Built on the edge of Bois de Boulogne, a swarthe of public land that was set aside to never be developed, the museum was fraught with controversy from the start. After a court battle, the museum was allowed to go ahead on public land, under the condition that it was only one storey high. In typical Gehry ingenuity, the building has only one story, even though its facade of sailing 12 ovalesque shapes – “icebergs” – soar 60 metres into the air. The translucent fibre-reinforced concrete reveals the complex arrangement of steel joints and timber beams that hold them up. For some, this ruins the effortless illusion of Gehry’s sails but for others it’s a rare look behind the architect’s technical program, which is usually hidden behind sheets of curving steel such as those at the Walt Disney Concert Hall.
Prada Fondazione, Milan by OMA
A fashion brand known for their practical distinctiveness, Prada’s contemporary art gallery echoes the label’s design philosophy. For Prada Fondazione in Milan, Rem Koolhaas, director of OMA, and his firm renovated a historic gin distillery, adding strong but simple embellishments to the buildings; a mirror clad “invisible” cinema, a gold-leaf covered building and a 60-metre-high white, concrete tower.
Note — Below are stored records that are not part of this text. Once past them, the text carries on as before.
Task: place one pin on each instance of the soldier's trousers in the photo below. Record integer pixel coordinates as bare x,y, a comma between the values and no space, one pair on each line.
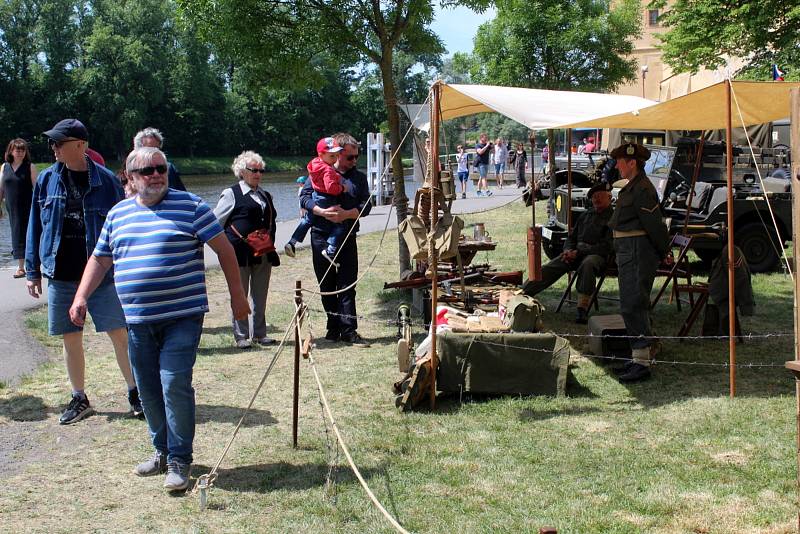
588,269
637,262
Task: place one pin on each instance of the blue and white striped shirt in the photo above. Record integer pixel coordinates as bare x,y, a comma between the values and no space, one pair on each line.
157,251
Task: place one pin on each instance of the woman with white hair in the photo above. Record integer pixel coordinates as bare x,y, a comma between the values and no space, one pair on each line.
242,209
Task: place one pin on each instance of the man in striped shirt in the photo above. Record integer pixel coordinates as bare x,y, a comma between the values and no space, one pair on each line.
155,243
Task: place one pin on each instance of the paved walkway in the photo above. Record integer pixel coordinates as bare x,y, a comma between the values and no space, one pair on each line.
20,354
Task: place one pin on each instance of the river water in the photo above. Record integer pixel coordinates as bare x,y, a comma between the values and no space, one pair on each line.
281,186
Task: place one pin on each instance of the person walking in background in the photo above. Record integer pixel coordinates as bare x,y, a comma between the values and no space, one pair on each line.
341,307
151,137
500,157
17,176
70,201
155,243
462,161
244,208
483,151
519,158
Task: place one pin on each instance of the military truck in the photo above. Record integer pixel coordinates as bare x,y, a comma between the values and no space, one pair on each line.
670,169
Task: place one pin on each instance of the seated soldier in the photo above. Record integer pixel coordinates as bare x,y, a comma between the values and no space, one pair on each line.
586,251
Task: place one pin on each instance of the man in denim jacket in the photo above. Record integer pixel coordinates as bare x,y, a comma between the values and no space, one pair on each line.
70,201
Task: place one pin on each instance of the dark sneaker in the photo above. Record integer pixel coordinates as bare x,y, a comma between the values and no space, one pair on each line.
333,336
136,404
178,474
153,466
636,373
77,409
355,340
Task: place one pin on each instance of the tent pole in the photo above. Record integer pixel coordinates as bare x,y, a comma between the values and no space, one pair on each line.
795,365
569,181
433,168
731,251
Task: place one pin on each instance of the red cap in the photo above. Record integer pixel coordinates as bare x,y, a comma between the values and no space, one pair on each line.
328,144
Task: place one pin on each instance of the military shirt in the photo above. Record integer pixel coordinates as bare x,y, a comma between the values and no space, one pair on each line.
591,234
637,208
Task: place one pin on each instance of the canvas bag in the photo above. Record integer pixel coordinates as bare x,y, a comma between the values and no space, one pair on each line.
524,314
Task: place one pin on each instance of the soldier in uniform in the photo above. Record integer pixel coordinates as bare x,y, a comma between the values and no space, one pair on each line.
586,251
641,241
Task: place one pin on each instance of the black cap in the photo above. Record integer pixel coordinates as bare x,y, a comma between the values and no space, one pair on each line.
68,129
631,151
600,186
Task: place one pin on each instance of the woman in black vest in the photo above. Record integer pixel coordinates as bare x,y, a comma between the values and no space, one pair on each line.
17,176
246,207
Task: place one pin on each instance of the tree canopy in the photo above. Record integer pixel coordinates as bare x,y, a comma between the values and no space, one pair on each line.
702,32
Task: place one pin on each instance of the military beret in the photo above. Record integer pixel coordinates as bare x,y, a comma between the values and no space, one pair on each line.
600,186
631,151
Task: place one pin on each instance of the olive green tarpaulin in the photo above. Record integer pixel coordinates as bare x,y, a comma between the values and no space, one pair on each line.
519,364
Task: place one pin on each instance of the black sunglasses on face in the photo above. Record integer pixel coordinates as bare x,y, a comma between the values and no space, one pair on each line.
149,171
52,143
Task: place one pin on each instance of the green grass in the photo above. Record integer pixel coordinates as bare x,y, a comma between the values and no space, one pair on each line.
674,454
218,165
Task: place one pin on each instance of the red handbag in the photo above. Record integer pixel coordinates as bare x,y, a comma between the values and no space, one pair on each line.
260,241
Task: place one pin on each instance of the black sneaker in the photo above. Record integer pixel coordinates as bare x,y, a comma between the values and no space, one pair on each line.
77,409
355,340
136,404
333,336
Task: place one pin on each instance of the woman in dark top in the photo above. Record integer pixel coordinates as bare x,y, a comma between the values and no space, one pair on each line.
247,207
17,176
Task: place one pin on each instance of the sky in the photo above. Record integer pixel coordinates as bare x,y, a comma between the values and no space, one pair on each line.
457,27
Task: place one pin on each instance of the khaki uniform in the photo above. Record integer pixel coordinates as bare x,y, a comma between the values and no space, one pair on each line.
641,240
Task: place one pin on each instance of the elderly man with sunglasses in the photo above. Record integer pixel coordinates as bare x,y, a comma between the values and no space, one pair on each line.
341,308
70,201
155,243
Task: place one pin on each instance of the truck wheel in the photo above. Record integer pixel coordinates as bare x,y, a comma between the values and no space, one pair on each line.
756,243
550,249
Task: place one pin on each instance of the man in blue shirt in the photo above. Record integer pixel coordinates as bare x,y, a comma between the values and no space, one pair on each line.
341,307
155,242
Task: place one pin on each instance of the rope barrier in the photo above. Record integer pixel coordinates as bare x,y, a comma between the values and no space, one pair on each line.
206,481
346,451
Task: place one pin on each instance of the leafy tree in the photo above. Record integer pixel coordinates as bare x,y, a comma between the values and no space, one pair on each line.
702,32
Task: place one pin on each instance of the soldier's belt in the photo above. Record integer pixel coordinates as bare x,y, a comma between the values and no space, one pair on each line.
628,233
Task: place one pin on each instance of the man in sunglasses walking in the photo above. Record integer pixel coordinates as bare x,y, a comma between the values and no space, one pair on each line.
70,201
340,307
155,243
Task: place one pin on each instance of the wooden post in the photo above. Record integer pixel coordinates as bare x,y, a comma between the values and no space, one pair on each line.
298,301
569,181
794,366
433,169
731,252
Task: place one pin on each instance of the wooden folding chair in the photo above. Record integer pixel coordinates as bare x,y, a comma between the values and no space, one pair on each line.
678,269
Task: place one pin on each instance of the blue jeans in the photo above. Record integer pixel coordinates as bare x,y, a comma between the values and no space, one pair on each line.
162,357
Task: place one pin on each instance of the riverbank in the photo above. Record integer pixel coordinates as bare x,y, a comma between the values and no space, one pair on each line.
674,454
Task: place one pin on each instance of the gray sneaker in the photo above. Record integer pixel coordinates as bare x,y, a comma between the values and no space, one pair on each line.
178,474
152,466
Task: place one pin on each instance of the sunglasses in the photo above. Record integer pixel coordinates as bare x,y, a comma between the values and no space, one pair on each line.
149,171
52,143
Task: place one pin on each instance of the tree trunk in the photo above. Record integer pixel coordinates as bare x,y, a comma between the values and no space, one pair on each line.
400,199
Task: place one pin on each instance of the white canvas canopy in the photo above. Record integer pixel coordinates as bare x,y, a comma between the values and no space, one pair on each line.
538,109
760,102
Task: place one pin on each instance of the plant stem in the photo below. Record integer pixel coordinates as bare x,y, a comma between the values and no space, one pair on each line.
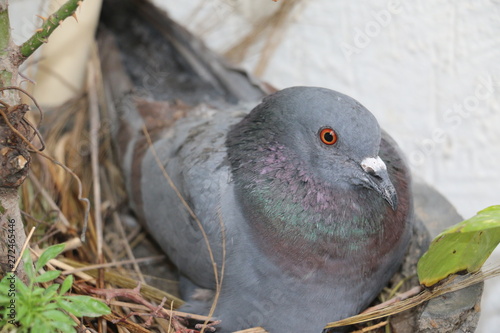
49,25
5,74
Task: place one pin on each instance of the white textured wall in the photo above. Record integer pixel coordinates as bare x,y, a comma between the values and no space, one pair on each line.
429,71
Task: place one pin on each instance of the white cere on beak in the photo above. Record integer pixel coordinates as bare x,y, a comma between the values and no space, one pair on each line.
373,165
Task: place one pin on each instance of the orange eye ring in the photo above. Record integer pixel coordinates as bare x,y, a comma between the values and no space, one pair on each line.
328,136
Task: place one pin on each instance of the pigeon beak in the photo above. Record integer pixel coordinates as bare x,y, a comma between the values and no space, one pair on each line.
379,179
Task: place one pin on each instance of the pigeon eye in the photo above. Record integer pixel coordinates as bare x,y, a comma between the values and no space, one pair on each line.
328,136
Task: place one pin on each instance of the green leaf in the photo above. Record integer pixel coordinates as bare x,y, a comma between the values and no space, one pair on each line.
47,276
68,306
28,265
463,247
58,316
21,287
49,253
66,285
50,294
64,327
88,306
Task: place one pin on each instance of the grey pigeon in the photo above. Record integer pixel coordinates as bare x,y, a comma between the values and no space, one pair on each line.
314,198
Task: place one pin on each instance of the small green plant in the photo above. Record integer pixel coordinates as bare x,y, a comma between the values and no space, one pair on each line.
30,308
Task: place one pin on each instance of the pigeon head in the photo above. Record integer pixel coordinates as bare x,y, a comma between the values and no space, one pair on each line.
328,136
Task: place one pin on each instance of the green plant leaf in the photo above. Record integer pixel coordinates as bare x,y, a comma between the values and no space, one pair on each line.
88,306
28,265
49,253
66,285
64,327
21,287
463,247
69,307
50,293
47,276
58,316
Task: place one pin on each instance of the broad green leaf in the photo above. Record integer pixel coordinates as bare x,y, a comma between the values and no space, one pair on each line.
463,247
47,276
88,306
49,253
66,285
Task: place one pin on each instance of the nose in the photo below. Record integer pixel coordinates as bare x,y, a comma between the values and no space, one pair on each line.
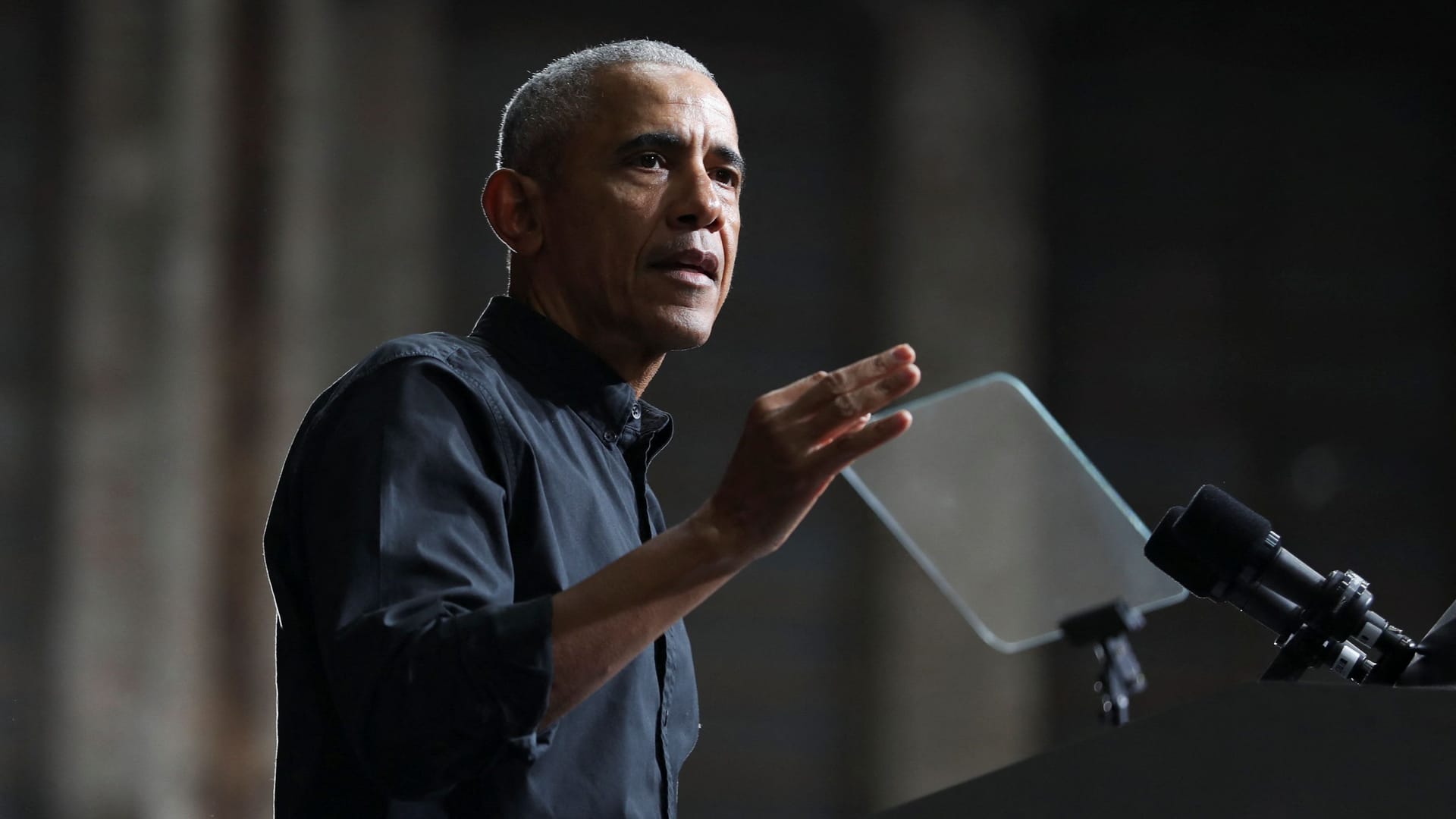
696,205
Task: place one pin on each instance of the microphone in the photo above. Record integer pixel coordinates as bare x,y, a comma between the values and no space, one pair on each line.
1183,564
1225,551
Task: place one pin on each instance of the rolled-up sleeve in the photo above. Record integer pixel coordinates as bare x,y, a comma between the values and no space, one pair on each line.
435,667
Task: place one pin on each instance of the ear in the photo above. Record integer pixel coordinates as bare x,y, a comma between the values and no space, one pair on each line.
511,203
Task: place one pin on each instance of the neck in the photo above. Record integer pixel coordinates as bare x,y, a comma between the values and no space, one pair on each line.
631,362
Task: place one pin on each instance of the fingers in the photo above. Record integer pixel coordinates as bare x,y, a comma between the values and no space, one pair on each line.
849,447
845,381
821,387
842,411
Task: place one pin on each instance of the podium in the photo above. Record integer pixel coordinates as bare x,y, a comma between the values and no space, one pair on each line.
1263,749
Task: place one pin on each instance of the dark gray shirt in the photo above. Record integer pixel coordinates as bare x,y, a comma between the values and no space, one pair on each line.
435,499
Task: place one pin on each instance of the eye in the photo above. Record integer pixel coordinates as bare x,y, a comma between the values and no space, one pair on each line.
726,177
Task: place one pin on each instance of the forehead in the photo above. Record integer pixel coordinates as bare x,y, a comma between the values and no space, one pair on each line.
647,96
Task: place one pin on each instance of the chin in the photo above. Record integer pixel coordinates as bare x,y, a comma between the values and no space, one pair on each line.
682,328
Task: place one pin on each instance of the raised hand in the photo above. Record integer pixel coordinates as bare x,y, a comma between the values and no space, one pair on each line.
794,444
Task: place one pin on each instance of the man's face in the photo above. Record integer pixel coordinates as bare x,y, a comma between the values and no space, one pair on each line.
641,215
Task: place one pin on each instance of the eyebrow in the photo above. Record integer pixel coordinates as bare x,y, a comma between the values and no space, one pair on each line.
666,140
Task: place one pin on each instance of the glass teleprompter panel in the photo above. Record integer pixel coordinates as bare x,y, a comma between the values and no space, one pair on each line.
1011,521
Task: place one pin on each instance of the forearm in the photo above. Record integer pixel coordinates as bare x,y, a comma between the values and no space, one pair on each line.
794,444
601,624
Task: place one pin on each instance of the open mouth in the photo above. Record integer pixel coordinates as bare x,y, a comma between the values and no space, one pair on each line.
691,265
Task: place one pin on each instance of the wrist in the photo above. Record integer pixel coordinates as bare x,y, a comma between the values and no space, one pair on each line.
721,538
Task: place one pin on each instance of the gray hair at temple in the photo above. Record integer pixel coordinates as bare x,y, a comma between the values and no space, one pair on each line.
542,111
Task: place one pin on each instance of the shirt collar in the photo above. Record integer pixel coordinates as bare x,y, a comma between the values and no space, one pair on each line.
561,365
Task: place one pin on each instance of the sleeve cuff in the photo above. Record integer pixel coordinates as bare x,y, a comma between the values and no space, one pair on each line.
506,653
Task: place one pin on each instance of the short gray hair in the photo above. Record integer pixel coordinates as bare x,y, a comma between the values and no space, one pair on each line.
544,110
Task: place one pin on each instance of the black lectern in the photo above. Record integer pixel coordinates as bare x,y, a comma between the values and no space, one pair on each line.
1263,749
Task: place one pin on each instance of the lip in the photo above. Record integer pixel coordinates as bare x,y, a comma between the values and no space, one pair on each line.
705,262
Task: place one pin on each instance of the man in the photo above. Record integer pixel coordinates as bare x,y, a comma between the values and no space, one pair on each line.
479,604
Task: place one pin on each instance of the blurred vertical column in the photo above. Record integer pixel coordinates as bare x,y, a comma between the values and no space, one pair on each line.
31,126
140,404
249,210
963,276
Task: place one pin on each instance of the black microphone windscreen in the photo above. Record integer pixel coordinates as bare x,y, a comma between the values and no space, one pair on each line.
1220,528
1168,553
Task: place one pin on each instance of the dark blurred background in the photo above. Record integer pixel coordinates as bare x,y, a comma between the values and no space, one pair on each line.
1216,238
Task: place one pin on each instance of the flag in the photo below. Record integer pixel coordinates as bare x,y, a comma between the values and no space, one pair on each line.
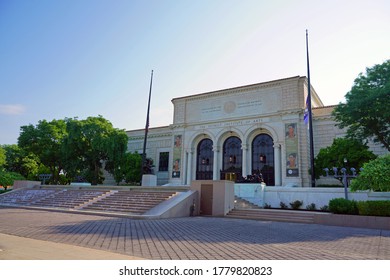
306,114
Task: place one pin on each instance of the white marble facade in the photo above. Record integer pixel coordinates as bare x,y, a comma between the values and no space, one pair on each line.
239,131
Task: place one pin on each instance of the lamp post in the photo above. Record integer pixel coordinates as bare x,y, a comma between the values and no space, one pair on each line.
344,176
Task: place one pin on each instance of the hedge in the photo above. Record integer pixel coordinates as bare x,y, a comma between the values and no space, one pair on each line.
365,208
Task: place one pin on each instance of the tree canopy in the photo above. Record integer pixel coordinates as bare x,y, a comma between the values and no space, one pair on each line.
70,148
352,150
89,143
45,141
366,112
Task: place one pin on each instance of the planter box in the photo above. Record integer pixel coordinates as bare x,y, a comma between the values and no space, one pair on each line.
373,222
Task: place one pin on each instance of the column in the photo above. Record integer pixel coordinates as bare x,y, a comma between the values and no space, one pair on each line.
244,148
215,163
189,166
278,166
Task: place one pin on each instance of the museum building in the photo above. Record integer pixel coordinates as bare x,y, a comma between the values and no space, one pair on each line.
239,134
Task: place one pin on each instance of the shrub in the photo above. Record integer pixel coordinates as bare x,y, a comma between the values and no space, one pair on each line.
311,207
296,204
375,176
283,205
374,208
343,206
324,208
267,206
7,178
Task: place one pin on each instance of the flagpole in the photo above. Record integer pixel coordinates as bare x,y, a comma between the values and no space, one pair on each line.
313,178
146,127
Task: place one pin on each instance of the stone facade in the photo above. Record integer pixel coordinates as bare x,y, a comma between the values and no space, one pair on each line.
238,132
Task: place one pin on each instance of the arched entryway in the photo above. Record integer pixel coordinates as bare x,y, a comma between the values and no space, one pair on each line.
232,159
263,158
204,160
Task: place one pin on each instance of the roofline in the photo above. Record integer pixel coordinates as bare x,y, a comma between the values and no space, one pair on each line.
151,128
236,88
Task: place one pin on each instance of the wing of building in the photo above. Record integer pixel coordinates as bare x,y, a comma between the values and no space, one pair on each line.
238,133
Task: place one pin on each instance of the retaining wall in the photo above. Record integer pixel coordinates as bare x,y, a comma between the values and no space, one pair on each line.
272,196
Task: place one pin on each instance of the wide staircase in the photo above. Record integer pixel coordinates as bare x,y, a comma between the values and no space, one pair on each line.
135,202
293,216
68,198
103,200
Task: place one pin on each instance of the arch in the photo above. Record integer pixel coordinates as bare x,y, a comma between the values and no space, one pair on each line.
232,158
263,158
204,160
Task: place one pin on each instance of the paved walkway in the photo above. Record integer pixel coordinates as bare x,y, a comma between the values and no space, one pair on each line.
187,238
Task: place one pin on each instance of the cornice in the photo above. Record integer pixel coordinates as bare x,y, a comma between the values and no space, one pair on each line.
234,90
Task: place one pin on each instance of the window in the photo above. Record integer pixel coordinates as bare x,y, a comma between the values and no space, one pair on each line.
163,161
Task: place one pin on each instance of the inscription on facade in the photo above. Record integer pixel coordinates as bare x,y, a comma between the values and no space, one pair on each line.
232,124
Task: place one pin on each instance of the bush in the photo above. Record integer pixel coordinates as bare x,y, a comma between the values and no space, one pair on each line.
375,176
343,206
296,204
324,208
311,207
283,205
7,178
374,208
267,206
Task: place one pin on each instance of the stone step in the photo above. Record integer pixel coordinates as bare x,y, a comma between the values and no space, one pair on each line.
240,203
273,215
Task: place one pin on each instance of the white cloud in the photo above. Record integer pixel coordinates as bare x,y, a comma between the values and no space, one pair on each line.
12,109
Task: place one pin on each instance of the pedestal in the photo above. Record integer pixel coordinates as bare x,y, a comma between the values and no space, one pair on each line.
149,180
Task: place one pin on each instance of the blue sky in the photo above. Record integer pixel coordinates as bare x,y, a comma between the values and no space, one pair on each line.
80,58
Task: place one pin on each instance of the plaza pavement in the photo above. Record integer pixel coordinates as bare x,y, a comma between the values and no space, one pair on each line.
34,234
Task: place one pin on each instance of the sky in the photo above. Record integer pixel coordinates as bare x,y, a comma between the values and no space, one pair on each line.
80,58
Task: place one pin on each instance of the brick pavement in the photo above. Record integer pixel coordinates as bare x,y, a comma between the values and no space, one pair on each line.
198,237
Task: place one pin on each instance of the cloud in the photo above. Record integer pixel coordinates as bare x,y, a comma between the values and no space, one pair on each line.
12,109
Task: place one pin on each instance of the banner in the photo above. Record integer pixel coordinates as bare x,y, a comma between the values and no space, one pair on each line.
177,157
291,141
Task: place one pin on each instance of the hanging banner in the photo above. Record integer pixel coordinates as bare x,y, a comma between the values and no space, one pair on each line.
291,142
177,157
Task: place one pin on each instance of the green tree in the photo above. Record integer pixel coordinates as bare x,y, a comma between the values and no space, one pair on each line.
366,112
352,150
132,168
375,176
2,157
22,162
89,143
7,178
45,141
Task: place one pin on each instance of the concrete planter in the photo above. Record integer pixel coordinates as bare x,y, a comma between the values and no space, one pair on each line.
373,222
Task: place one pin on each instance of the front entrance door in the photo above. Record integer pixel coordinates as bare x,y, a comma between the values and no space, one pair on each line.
263,158
206,199
205,160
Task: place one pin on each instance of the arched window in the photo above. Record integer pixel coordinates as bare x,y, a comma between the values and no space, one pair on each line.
232,157
204,160
263,158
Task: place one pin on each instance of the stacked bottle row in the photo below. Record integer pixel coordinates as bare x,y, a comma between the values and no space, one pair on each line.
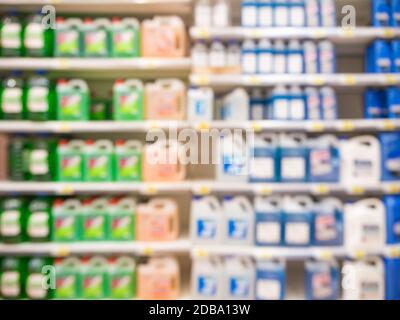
94,277
296,221
163,36
242,278
122,218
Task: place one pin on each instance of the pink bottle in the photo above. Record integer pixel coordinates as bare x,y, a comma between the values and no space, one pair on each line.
165,99
164,37
159,279
157,220
162,162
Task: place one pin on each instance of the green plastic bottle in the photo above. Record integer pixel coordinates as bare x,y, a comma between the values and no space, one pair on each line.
38,41
11,35
67,217
128,160
38,224
73,100
128,100
38,280
95,278
96,37
12,278
69,278
68,37
122,278
99,158
17,158
69,166
12,100
121,219
13,220
94,219
40,98
125,37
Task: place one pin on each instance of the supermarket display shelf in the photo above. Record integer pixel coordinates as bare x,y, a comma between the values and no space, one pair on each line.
62,127
337,35
196,187
138,248
292,253
339,80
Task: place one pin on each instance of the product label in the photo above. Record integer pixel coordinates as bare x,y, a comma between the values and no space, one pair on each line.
37,99
12,100
10,223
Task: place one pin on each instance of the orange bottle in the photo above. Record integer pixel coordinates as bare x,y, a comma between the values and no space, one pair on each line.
162,162
165,99
164,37
159,279
157,220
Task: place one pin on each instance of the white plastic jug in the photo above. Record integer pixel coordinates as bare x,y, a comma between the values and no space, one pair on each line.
363,280
238,220
365,225
239,278
207,279
206,220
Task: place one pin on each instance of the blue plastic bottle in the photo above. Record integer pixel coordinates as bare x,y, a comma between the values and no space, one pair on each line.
374,105
270,280
392,204
268,225
322,280
328,223
390,154
392,96
380,13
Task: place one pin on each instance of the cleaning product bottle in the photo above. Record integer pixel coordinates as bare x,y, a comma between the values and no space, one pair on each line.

As lead architect on the project, Rem Koolhaas considers the project neither a preservation project nor an entirely new building. “Two conditions that are usually kept separate here confront each other in a state of permanent interaction – offering an ensemble of fragments that will not congeal into a single image, or allow any part to dominate the others. New, old, horizontal, vertical, wide, narrow, white, black, open, enclosed – all these contrasts establish the range of oppositions that define the new Fondazione.”
The Yves Saint Laurent Museum, Fondation Louis Vuitton and Prada Fondazione are a testament to the dialogue between the disciplines of architecture and fashion design. Each is an expression of that fashion brand’s identity, from YSL’s timeless elegance, and Louis Vuitton’s glamorous exuberance to Prada’s urbane minimalism.